Friday, January 28, 2011

German Joined Netheland Productions Boxer Armoured Fighting Vehicle

The three finalists for the FRES Utility Variant competition are the Nexter Vehicules Blinde de Combat d’Infanterie (VBCI), the Mowag Piranha V and the ARTEC Boxer. Britain was one of the original partners along with France (which later quit) and Germany when the Boxer project was launched in the late 1990s but withdrew from the project in 2002 after investing £57 million when the army decided the vehicle “would not be ideally suited to the type of operations envisaged”.

From the start Boxer 8x8 APC was designed to provide a high level of protection against direct fire weapons, artillery fragments and anti-personnel mines with a steel hull and an appliqu” layer of passive armour. With an empty weight of 25 tonnes and a maximum weight of 33 tonnes the Boxer is designed to be carried by the Airbus Military A400M and this influenced the British decision as the army’s original FRES concept was for a vehicle of no more than 20 tonnes that could be carried inside the Lockheed Martin C-130 Hercules. However, operational experience in Afghanistan and Iraq has changed priorities as the Ministry of Defence noted earlier this year: “The question of the relative priority of force protection in theatre and air deployability has been resolved. Whilst both are important, protection in theatre is a higher priority than air deployability by A400M/C17”.

The Netherlands later joined the Boxer project and a joint production contract was signed in 2006 to deliver 272 vehicles for Germany and 200 for the Netherlands. Ultimately the German Army is seeking 1,000 vehicles to replace its tracked M113 and wheeled Fuchs Tpz 1 vehicles while the Royal Netherlands Army wants 257 Boxers to replace wheeled YPRs and tracked M577s. The Boxer design incorporates changeable mission modules and the 12 prototypes include five mission configurations - APC, command post, ambulance, repair and cargo vehicles. Germany’s production batch will be 125 APCs, 65 command vehicles, 72 ambulances and 10 driver training vehicles while the Dutch will initially receive 55 command vehicles, 58 ambulances, 41 engineers vehicles and 46 cargo vehicles in two configurations. In Dutch service the Boxer will support the army’s new BAE Systems Hägglunds tracked CV9035 IFVs. ARTEC has carried out feasibility studies for other variants including IFV, rocket launcher, mortar vehicle, ordnance disposal and engineer vehicle.

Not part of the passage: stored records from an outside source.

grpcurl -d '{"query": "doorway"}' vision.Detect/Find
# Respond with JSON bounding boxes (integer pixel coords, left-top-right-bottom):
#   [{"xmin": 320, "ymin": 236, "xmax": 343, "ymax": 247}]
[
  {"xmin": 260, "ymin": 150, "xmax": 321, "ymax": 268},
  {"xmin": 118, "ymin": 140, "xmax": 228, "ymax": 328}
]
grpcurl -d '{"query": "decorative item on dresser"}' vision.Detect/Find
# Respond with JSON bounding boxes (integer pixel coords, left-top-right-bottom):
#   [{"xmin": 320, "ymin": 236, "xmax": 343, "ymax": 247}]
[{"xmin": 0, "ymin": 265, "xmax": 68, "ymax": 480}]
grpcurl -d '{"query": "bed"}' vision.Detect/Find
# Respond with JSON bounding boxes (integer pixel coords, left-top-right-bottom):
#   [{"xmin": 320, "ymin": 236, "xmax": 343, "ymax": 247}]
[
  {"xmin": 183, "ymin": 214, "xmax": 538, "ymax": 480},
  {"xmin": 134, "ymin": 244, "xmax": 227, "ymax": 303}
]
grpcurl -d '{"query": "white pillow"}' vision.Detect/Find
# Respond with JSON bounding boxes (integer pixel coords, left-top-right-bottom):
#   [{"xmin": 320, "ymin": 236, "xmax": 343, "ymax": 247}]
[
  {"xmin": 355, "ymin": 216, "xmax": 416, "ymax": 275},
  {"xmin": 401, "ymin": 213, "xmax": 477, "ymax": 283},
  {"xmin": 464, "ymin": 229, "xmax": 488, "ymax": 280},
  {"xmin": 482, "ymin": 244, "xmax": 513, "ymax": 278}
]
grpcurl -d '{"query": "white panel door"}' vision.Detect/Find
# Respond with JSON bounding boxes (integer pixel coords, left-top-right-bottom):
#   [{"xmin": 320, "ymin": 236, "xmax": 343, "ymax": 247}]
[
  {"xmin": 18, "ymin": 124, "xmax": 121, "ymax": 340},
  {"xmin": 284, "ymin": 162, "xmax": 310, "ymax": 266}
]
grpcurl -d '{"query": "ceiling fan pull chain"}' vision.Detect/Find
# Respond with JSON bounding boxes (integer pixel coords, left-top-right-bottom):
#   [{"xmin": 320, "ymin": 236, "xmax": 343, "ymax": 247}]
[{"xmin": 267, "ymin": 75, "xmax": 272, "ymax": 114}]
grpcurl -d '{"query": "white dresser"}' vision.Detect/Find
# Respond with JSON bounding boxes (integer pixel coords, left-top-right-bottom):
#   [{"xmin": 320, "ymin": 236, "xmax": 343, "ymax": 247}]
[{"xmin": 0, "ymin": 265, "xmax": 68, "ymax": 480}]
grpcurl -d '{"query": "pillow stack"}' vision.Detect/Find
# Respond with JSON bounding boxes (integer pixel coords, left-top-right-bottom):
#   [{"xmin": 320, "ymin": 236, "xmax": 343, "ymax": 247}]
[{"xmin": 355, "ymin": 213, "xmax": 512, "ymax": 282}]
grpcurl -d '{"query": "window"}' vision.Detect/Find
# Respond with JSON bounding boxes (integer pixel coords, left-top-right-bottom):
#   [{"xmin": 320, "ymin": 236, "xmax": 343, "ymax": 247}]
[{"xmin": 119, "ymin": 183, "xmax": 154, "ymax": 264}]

The Boxer is a cooperative European design project aimed at producing the next generation of armoured utility vehicle. The project was originally started as a joint venture between Germany, Britain and France, but France left the programme in 1999, later to pursue their own design, the VBCI. However, in early 2001 the Netherlands signed a Memorandum of Understanding and joined the project. In July 2003, shortly after the start of the Iraq war, the UK Ministry of Defence announced its intention to withdraw from the Boxer programme and focus on the Future Rapid Effect System (FRES). Each partner in the programme (including the UK) was to receive four prototypes by July 2004.